Kevin Kho is an Open Source Community Engineer at Prefect, where he helps users with workflow orchestration. He was previously a data scientist for 4 years, most recently at Paylocity. Outside of work, he contributes to Fugue and organizes the Orlando Machine Learning Meetup.
May 28, 2021 11:40 AM PT
Data validation is becoming more important as companies have increasingly interconnected data pipelines. Validation serves as a safeguard to prevent existing pipelines from failing without notice. Currently, the most widely adopted data validation framework is Great Expectations. They have support for both Pandas and Spark workflows (with the same API). Great Expectations is a robust data validation library with a lot of features. For example, Great Expectations always keeps track of how many records are failing a validation, and stores examples for failing records.

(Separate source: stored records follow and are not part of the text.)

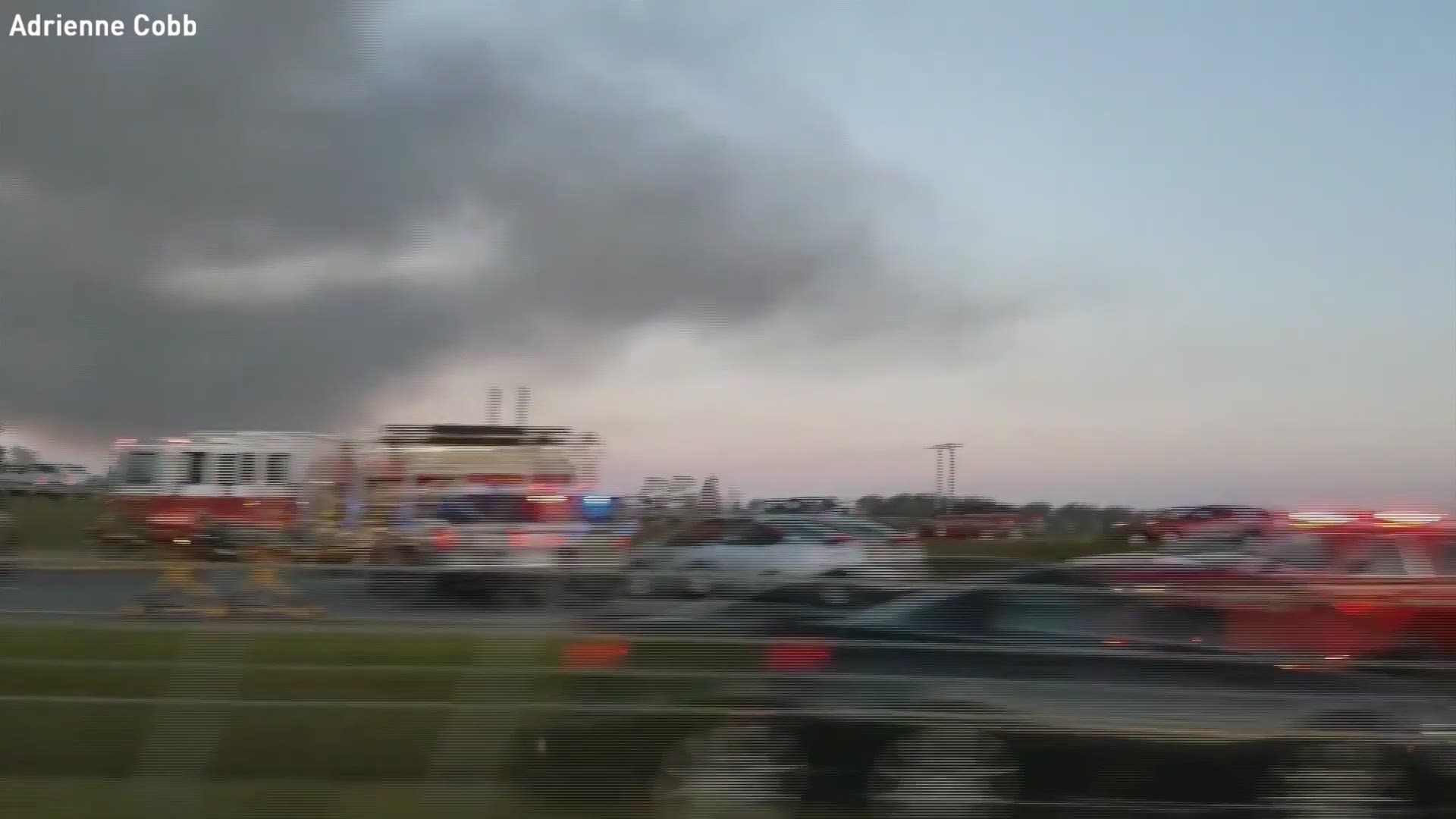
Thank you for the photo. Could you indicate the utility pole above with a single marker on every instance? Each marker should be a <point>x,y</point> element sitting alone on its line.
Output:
<point>946,471</point>
<point>492,406</point>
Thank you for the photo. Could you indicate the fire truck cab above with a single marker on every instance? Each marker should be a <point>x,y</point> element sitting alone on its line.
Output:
<point>242,483</point>
<point>491,503</point>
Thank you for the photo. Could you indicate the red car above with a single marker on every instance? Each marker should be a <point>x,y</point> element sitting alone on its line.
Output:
<point>1183,522</point>
<point>1376,586</point>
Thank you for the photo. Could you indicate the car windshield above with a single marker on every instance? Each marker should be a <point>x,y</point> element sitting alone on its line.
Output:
<point>867,528</point>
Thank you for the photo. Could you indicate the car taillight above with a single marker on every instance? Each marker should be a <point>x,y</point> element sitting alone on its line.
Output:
<point>797,656</point>
<point>596,654</point>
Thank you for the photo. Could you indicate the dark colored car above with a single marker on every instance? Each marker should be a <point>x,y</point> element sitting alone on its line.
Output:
<point>1031,689</point>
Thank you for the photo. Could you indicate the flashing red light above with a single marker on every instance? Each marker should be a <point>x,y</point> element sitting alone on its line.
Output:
<point>797,656</point>
<point>587,654</point>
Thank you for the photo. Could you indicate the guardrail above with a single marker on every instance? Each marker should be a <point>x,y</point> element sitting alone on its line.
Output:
<point>174,719</point>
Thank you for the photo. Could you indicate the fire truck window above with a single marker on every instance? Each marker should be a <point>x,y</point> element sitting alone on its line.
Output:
<point>1304,553</point>
<point>139,468</point>
<point>1376,558</point>
<point>275,471</point>
<point>196,468</point>
<point>226,469</point>
<point>1443,557</point>
<point>246,468</point>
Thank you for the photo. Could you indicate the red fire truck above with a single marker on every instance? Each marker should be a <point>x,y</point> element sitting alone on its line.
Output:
<point>1365,585</point>
<point>177,490</point>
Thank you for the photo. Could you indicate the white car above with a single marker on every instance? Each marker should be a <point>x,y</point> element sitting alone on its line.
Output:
<point>55,480</point>
<point>731,551</point>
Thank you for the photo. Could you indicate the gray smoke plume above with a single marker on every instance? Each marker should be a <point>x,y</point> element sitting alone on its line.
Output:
<point>226,229</point>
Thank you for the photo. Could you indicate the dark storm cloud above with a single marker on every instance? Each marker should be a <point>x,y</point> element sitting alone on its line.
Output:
<point>289,129</point>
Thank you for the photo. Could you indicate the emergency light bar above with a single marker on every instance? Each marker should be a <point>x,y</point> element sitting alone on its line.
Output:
<point>1388,519</point>
<point>473,435</point>
<point>1321,518</point>
<point>1407,518</point>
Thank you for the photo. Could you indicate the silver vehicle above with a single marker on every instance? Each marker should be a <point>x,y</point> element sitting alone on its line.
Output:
<point>728,551</point>
<point>46,480</point>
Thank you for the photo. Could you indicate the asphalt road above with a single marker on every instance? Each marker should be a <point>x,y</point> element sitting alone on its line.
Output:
<point>338,595</point>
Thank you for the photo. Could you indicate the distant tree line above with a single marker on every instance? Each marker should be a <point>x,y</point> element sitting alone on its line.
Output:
<point>1068,519</point>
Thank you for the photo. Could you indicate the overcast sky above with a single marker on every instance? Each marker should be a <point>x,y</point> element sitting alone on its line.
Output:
<point>1125,251</point>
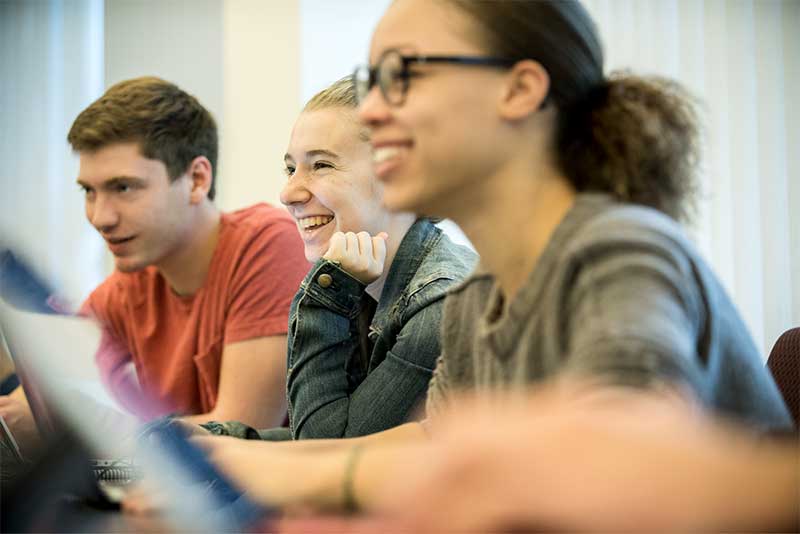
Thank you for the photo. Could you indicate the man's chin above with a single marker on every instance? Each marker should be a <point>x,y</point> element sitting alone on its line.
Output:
<point>128,265</point>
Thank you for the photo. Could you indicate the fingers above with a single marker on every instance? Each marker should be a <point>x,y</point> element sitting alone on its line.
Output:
<point>337,247</point>
<point>359,254</point>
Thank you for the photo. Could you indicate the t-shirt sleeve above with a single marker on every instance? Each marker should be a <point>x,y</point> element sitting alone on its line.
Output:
<point>267,276</point>
<point>611,341</point>
<point>113,359</point>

They also profile data after validations and output data documentation.
These features can be very useful, but if a user does not need them, they are expensive to generate. What are the options if we need a more lightweight framework? Pandas has some data validation frameworks that are designed to be lightweight. Pandera is one example. Is it possible to use a lightweight Pandas-based framework on Spark? In this talk, we'll show how this is possible with a library called Fugue. Fugue is an open-source framework that lets users port native Python code or Pandas code to Spark. We will show an interactive demo of how to extend Pandera (or any other Pandas-based data validation library) to a Spark workflow.
There is also a deficiency in the current frameworks we will address in the demo. With big data, there is a need to apply different validation rules for each partition. For example, data that encompasses a lot of geographic regions may have different acceptable ranges of values (think of currency). Since the current frameworks are designed to apply a validation rule to the whole DataFrame, this can't be done. Using Fugue and Pandera, we can apply different validation rules on each partition of data.